Further, since the measurement of the pump leakage flow rate Qleak is performed in a state where the relief valve 26 is closed (that is, a state in which the relief flow rate Qrelief is zero), the following equation can be obtained from the equation (3).

When the orifice formula is applied to the center bypass flow rate Qcb in the formula (4), the following formula is obtained.

C: Coefficient
Acb: Bleed-off valve opening area ΔP: Bleed-off valve front-rear pressure difference ρ: Hydraulic oil density In the equation (5), the bleed-off valve front-rear pressure difference ΔP is constant and the hydraulic oil density ρ hardly changes. 5) is simplified as follows.

K: According to the coefficient equation (6), it can be seen that the leakage flow rate Qleak of the hydraulic pump 21 can be calculated from the theoretical pump flow rate Qpref and the opening area Acb of the bleed-off valve 25. Further, by capturing the change in the opening area Acb while the theoretical pump flow rate Qpref is constant, it is possible to capture the change in the leakage flow rate Qleak. Since the storage device 40c of the controller 40 stores the opening area characteristic data with respect to the control command value of the bleed-off valve 25, the opening area Acb can be easily obtained from the control command value of the bleed-off valve 25. Further, by keeping the theoretical pump flow rate Qpref constant, the leak flow rate Qleak becomes a function of only the opening area Acb, so that the leak flow rate Qleak can be easily and accurately calculated from the control command value of the bleed-off valve 25. It becomes.

FIG. 4 shows a functional block of the controller 40. In FIG. 4, only the configuration related to the measurement of the leakage flow rate of the hydraulic pump 21 is shown, and the configuration related to the driving of the actuators 107 to 109 is omitted.

In FIG. 4, the controller 40 includes a measurement control unit 41, a pump pressure measurement unit 42, an engine speed control unit 43, a pump tilt control unit 44, a valve control unit 45, and a leak flow rate calculation unit 46. I have.
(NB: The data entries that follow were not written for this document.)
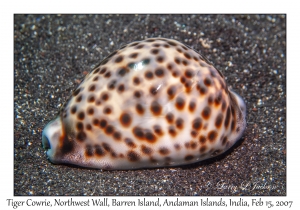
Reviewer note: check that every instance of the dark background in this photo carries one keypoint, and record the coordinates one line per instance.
(52, 53)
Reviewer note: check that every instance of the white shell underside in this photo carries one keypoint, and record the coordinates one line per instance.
(179, 113)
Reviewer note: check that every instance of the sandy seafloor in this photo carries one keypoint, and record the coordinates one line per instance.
(52, 53)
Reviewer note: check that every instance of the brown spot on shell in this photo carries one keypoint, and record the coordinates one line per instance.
(189, 73)
(149, 136)
(109, 129)
(138, 132)
(89, 150)
(130, 143)
(179, 123)
(91, 98)
(137, 94)
(136, 81)
(207, 82)
(156, 108)
(95, 122)
(81, 136)
(194, 133)
(172, 131)
(88, 127)
(202, 139)
(98, 150)
(159, 72)
(160, 59)
(153, 90)
(212, 136)
(177, 60)
(197, 123)
(121, 88)
(92, 88)
(146, 150)
(219, 120)
(107, 110)
(125, 119)
(157, 129)
(90, 111)
(171, 91)
(107, 75)
(187, 55)
(103, 70)
(104, 96)
(80, 115)
(218, 99)
(148, 75)
(170, 117)
(117, 135)
(223, 105)
(177, 146)
(192, 106)
(75, 93)
(140, 109)
(122, 71)
(103, 123)
(112, 84)
(224, 140)
(206, 112)
(79, 126)
(73, 109)
(179, 103)
(202, 90)
(232, 125)
(79, 98)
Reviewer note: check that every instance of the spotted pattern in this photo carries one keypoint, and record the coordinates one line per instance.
(152, 103)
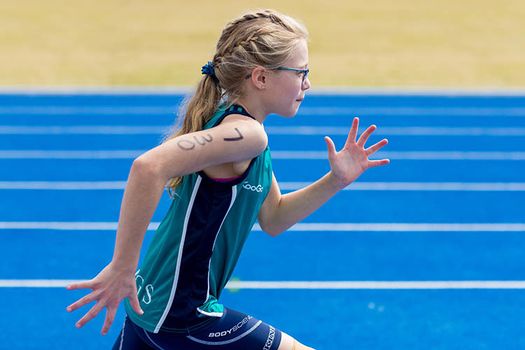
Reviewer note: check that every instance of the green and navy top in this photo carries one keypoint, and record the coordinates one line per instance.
(196, 246)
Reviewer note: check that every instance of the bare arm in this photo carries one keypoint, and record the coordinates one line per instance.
(236, 139)
(279, 212)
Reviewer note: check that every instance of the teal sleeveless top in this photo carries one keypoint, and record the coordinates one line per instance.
(195, 249)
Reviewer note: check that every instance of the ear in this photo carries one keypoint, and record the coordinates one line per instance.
(259, 77)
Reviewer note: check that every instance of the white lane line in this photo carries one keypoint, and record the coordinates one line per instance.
(288, 186)
(55, 111)
(272, 130)
(410, 155)
(305, 111)
(315, 227)
(337, 285)
(349, 91)
(414, 111)
(41, 154)
(84, 130)
(62, 185)
(419, 186)
(301, 155)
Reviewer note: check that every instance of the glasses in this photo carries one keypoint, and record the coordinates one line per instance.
(304, 72)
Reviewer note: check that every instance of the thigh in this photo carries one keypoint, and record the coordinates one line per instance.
(233, 331)
(130, 338)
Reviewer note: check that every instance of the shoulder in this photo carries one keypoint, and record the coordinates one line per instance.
(245, 128)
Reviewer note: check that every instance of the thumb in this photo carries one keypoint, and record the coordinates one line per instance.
(331, 146)
(135, 305)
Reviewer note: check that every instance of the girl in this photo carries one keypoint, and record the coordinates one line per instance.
(219, 173)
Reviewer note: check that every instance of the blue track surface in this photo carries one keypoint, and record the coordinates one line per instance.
(35, 318)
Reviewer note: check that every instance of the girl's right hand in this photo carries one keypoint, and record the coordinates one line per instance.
(109, 287)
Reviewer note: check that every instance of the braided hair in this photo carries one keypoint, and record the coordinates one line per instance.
(260, 38)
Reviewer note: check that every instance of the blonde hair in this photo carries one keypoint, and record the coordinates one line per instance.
(260, 38)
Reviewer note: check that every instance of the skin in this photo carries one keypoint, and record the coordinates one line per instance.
(223, 151)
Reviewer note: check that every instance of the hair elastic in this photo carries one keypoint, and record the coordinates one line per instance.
(209, 69)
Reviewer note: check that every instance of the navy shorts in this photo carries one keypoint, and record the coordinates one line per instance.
(233, 331)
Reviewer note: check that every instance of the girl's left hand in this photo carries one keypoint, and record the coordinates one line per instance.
(350, 162)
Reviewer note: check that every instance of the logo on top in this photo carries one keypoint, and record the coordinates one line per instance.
(252, 188)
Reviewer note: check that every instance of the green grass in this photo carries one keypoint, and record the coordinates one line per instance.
(404, 43)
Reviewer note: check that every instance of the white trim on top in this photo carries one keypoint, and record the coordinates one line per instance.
(179, 257)
(319, 90)
(217, 314)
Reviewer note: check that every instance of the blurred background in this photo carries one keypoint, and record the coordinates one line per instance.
(426, 253)
(377, 43)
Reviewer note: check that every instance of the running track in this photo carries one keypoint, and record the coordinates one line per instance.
(426, 253)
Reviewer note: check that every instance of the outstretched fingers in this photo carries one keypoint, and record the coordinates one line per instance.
(91, 314)
(82, 301)
(352, 135)
(110, 317)
(376, 147)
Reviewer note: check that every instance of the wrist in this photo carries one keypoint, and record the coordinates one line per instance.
(334, 182)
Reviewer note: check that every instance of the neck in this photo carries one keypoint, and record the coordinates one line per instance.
(254, 108)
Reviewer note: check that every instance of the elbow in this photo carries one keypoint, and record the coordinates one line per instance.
(271, 230)
(145, 168)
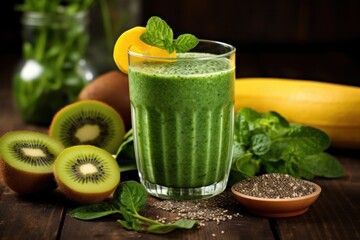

The measurement control unit 41 controls the engine speed control unit 43, the pump tilt control unit 44, and the valve control unit 45 in response to the measurement command for starting the measurement of the leakage flow rate Qleak and the lever neutral signal. The measurement command may be generated via the operation of an input device such as a switch 52 arranged in the driver's cab 110, or is automatically generated immediately after the engine 20 of the hydraulic excavator 100 is started and the power of the controller 40 is turned on. May be generated in. In that case, the power signal input from the power supply device (not shown) of the controller 40 corresponds to the measurement command. The lever neutral signal is a signal generated when the actuators 107 to 109 are not operated, and is generated in response to an input signal from the operating lever 51 of the actuators 107 to 109.

The pump pressure measuring unit 42 converts the pressure signal from the pressure sensor 27 into the pump pressure Pp of the hydraulic pump 21 and outputs it to the valve control unit 45 and the leakage flow rate calculation unit 46.

The engine speed control unit 43 receives a command from the measurement control unit 41 and controls the engine 20 so that the engine speed Neng becomes a predetermined speed (specified speed).

The pump tilt control unit 44 adjusts the opening degree of the electromagnetic proportional valve 23 so that the tilt qp of the hydraulic pump 21 becomes a desired value in response to a command from the measurement control unit 41, and is a tilt control device. Drive 22.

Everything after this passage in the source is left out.